After a five-year absence from directing spent honing his screenwriting skills, Hancock returned to both his football and Christian roots with 2009's The Blind Side, a biographical sports drama film starring Quinton Aaron as Michael Oher, a homeless, 350-pound African-American teenager who ended up becoming the Baltimore Ravens' first-round pick in the 2009 NFL draft, and Sandra Bullock as Leigh Anne Tuohy, a well-off Memphis woman who makes room in her life for Oher. With a budget of $29 million, the film grossed over $309 million, becoming Hancock's highest-grossing film to date, and received two Academy Award nominations for Best Picture and Best Actress, with Bullock winning the latter award. Bullock also won Screen Actors Guild and Golden Globe awards for her portrayal of Tuohy.

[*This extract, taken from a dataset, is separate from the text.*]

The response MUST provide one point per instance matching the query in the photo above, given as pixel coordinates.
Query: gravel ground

In 2022, he wrote and directed Mr. Harrigan's Phone. Based on a short story by Stephen King, which appears in the collection If It Bleeds, the film follows a boy who befriends an older billionaire who lives in his small town. When the man dies, the boy finds himself able to communicate with his friend from the grave by leaving voicemails on the iPhone that was buried with him.[10]